Nos enterábamos hace pocas horas de que, alrededor de la una y media de la tarde, fallecía uno de los actores más importantes de la entera historia del cine español. Se despide así de nuestra cinematografía, dejándola un poco más huérfana, si cabe, después de la desaparición de Fernando Fernán Gómez, uno de los rostros con los que más hemos identificado una época y una manera de hacer películas en este país.
Tenía 87 años cuando fallecía, al parecer en su propia casa y rodeado de su familia y círculo más íntimo, dejando a sus espaldas un inmenso legado en teatro, cine y televisión, pues sus representaciones son incontables, sus películas son más de cien y sus apariciones televisivas numerosas y variadas. Un verdadero todoterreno, dueño de un talento inusitado para eso tan resbaladizo e incomprendido conocido como tragicomedia, que vendría a ser, quizás, aquello para lo que nació este madrileño de fisonomía tan castiza, el vecino de enfrente español.
Nacía López Vázquez en 1922, muy cerca de los legendarios cines Doré, en el seno de una familia humilde y con problemas de comunicación, según él mismo ha afirmado muchas veces.
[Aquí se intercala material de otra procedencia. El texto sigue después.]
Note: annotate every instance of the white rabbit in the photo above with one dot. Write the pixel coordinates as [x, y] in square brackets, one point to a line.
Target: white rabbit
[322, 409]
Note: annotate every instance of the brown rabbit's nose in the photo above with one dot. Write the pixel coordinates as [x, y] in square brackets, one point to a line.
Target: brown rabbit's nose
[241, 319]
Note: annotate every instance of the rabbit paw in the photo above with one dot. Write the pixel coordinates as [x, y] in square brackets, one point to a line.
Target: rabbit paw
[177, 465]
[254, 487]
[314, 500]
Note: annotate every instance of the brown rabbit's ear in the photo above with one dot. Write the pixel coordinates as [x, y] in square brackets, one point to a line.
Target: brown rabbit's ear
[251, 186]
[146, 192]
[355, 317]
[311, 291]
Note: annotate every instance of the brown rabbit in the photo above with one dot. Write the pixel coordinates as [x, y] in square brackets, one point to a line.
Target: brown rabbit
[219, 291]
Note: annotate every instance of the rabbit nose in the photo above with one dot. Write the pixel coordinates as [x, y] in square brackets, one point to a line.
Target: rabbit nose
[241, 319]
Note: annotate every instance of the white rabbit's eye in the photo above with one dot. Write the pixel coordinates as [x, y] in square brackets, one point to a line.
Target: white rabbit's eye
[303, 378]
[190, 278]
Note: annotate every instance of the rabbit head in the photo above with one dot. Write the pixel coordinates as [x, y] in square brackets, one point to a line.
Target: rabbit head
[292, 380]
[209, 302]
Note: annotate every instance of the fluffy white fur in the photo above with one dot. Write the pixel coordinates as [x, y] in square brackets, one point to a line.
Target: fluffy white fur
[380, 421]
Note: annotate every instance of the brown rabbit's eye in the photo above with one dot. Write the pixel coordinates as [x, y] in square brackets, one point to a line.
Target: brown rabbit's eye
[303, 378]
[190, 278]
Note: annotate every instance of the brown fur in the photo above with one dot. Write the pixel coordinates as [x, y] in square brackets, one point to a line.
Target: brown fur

Debido a una vida gris y monótona, se aficionó muy pronto al cine, y se volvió un fan irredento de Buster Keaton y, más tarde, de las Screwball Comedies. Pero lo que primero quiso ser el joven López Vázquez fue pintor, y aunque su humilde condición le arrinconaba en trabajos de segunda categoría, logró ganarse la vida como creador de carteles de películas.
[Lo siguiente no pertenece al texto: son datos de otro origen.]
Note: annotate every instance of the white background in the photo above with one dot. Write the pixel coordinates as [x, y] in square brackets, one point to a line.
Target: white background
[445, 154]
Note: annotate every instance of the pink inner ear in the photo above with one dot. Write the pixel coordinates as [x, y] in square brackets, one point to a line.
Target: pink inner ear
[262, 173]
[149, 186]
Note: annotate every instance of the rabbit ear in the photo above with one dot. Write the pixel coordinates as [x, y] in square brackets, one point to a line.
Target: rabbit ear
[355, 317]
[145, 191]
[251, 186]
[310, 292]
Todo cambió, por supuesto, cuando conoció a un director esencial del cine español, Luis García Berlanga, que con gran criterio se fijó en la enorme capacidad de este hombre para hacer lo máximo con lo mínimo, y para captar toda la atención de la cámara a pesar de que, muchas veces, sus papeles más importantes eran de esos llamados secundarios (patraña heredada del teatro, que tanta confusión crea respecto al trabajo de un actor). La admiración fue mutua, hasta tal punto que terminó participando en un gran porcentaje de las películas del gran director valenciano.
Pero quizá la mejor de todas ellas, y en la que el intérprete dio lo mejor de sí mismo, a pesar de que, una vez más, se trataba de un rol secundario, fue ‘El verdugo’. En ella su personaje era episódico, pero él ofrecía una presencia arrolladora, plena de verdad e intensidad, en la que se sustentaba gran parte de la genialidad de aquella obra irrepetible. De hecho, López Vázquez siempre fue un corredor de fondo en la eternamente cainita España, y en la siempre traidora industria española. Aguantó trabajando en papeles olvidables a los que él aportaba su personalidad y su intuitiva presencia, tan difícil de imitar y de describir.
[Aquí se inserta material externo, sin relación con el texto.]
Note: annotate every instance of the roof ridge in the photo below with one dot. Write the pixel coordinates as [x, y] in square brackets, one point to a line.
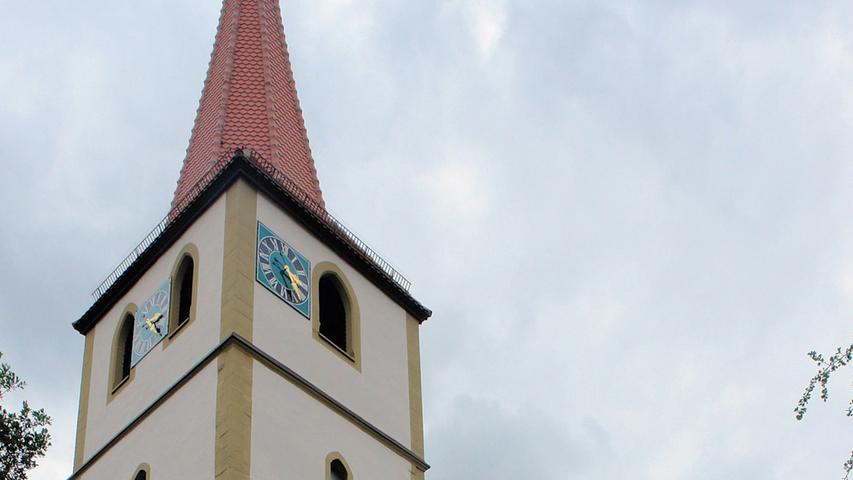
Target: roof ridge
[249, 99]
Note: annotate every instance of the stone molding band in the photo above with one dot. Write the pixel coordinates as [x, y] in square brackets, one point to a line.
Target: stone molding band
[283, 370]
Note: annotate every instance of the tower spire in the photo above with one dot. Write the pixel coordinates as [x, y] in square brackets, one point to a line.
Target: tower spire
[249, 100]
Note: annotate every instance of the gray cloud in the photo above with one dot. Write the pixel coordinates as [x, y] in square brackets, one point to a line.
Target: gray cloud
[631, 219]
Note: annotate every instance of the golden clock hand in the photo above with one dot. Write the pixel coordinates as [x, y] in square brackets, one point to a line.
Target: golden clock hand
[294, 281]
[152, 322]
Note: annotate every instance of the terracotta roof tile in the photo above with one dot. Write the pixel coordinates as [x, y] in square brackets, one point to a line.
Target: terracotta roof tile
[249, 99]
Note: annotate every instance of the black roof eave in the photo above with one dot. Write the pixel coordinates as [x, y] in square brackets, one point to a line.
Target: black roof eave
[240, 167]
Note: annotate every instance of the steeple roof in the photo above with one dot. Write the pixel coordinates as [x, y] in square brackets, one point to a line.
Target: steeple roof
[249, 100]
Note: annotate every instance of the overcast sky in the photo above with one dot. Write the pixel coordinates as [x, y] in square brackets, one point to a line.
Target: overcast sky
[631, 219]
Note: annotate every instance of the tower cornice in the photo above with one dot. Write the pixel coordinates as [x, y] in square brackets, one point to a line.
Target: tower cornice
[296, 203]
Bordó lo excepcional en la hoy bastante olvidada ‘Mi querida señorita’, y otros como la mítica ‘El pisito’. Berlanga decía de él que poseía algo que él bautizó “la revolera”, su quiebro o toque final. Sin ese toque final, piezas tan celebradas como la que le dirigió Antonio Mercero, ‘La cabina’, no serían lo mismo, carecerían de la credibilidad y la verosimilitud que les otorgaba este intérprete. Con él, podías sufrir y sentir a través de él, porque a fin de cuentas era uno como cualquier otro en su humanidad.
Decía que estaba desilusionado porque a pesar de su fama, de su prestigio y de los continuos reconocimientos con que le agasajaban, apenas le llegaban guiones para seguir saliendo en la gran pantalla. No era rencoroso, pero le dolía que, en su ancianidad, nadie le diese más oportunidades. Supongo que se olvidó de en qué país vivimos: ese que, en cuanto puede, se ríe de sus más grandes hombres, como si cualquier pudiera ocupar su lugar.